A l’âge de 84 ans, le 20ième Fon ou roi de Mankon – dans le nord ouest du Cameroun – relate, en 70 pages, sa vie de l’époque coloniale aux habitudes du palais et nous régale avec 70 pages de « Ma vie en photos » – de la jeunesse du Prince aux prix etdistinctions. Dans ce récit, le lecteur apprend ce qu’il faut pour diriger, former une communauté, et façonner l’avenir. La terre, la culture, l’agriculture et l’éducation sont abordées tout au long du texte, conduisant à des leçons d’enracinement et d’ouverture.

L’histoire commence avec Anye, qui fréquente l’école des missionnaires et passe l’examen de la fonction publique, avec une option en agriculture, avant d’aborder des questions plus larges de développement communautaire et national. Anye travaille comme agent comptable « voyageant dans les exploitations agricoles dans et autour de Buea… J’étais dans le bureau de la tenue de registres, et dans les fermes, regardant les champs et voyant les gens… » (p. 10). Une fois obtenu son certificat de Cambridge Senior Secondary School et sur le point d’intégrer l’École des techniques agricoles à Ibadan, au Nigeria, ses collègues lui disent : «Pourquoi tu ne nous as pas dit que tu connais le livre? » (p. 10). En 1951, il fréquente l’Ecole d’agriculture d’Ibadan, et – animé d’un amour pour la terre et pour l’autosuffisance – de la même manière qu’il a cultivé des tomates et des choux quand il était à l’école primaire, il fait de nombreux petits boulots pour gagner de l’argent afin d’acheter des livres et de couvrir d’autres dépenses.

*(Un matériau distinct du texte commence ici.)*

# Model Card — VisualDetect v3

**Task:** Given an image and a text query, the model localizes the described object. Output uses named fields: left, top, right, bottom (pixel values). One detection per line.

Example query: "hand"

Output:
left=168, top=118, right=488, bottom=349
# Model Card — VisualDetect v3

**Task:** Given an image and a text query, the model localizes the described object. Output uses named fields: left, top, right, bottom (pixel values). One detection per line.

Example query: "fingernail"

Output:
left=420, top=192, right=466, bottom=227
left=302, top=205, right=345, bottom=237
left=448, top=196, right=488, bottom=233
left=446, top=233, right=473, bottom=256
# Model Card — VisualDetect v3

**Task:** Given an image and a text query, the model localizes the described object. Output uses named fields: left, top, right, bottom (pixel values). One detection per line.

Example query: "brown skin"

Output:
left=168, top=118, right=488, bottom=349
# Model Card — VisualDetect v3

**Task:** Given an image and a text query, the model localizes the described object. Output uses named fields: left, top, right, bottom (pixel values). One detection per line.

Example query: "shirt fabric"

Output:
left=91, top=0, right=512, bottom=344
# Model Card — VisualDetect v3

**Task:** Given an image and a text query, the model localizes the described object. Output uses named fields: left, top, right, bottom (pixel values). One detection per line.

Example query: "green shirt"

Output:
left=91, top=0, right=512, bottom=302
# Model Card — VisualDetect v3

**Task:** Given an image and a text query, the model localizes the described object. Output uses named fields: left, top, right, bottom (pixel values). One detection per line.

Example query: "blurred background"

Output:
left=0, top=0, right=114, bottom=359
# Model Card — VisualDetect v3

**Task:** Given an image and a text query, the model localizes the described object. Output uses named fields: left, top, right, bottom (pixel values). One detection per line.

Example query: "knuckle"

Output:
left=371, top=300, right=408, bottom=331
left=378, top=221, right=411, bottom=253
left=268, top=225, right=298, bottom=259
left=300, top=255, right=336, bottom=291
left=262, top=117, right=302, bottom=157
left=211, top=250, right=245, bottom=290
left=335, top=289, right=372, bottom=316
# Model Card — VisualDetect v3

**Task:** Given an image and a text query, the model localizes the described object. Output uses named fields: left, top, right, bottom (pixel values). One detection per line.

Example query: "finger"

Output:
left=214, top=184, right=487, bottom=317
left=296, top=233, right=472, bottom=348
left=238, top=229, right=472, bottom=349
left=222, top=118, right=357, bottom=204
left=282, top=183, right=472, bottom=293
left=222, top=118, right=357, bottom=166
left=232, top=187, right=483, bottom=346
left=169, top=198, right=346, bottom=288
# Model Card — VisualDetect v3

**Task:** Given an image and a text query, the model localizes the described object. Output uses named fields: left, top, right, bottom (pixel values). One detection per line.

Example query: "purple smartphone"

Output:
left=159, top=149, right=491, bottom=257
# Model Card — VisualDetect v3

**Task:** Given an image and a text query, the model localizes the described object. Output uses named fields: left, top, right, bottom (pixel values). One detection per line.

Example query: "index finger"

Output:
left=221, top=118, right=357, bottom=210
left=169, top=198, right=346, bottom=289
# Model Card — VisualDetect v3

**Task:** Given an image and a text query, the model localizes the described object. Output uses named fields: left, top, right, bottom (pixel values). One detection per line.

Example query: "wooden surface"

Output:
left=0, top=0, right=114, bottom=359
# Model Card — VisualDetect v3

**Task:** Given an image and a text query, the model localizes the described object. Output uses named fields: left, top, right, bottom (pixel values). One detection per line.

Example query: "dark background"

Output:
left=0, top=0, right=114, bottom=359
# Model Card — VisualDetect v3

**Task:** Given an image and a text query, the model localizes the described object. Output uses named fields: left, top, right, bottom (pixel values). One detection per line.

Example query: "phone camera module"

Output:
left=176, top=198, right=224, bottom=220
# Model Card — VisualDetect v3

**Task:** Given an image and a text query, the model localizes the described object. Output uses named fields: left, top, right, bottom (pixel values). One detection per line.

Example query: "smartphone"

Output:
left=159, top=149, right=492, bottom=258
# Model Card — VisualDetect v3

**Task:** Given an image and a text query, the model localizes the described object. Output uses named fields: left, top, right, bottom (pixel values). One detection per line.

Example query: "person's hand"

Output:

On pourrait penser que celui qui a été loin de chez lui pendant si longtemps pourrait être oublié quand il s’agit de la gouvernance locale. Mais la grosse surprise vient quand Anye rentre chez lui pour solliciter, comme veut la coutume, le nom de son enfant. A ce moment on lui demande de devenir roi. Malgré son désir de retourner à son travail, il n’a pas le choix, il est entre les mains de ses mères. À l’âge de 34 ans, il est confirmé Fo Mankon, et commence le voyage qui le mène de Salomon Anye à Fo Angwafo III. Les anciens apprécient leur nouveau roi, ancré dans la tradition et les techniques agricoles mais aussi ouvert aux idées acquises à l’école, aux chercheurs qui voyagent au Mankon, et aux gens d’horizons différents installés et faisant des affaires au Mankon. Ses capacités à allier le meilleur des mondes multiples rencontrent l’approbation des vieux.

Ayant tout juste été initié à la royauté, il ne faut pas longtemps à Fo Angwafo III pour se lancer dans la politique, où il sert pendant 25 ans. Il est élu à la Chambre de l’Assemblée du Cameroun et plus tard à l’Assemblée nationale, où il travaille jusqu’à sa retraite en 1988. Critiqué pour avoir assumé des rôles incompatibles, Fo Angwafo refuse « de souscrire à la dichotomie entre Fon et homme politique » (p. 29) et mène une vie durant laquelle il navigue entre l’autorité traditionnelle et l’État moderne avec le souci de les relier.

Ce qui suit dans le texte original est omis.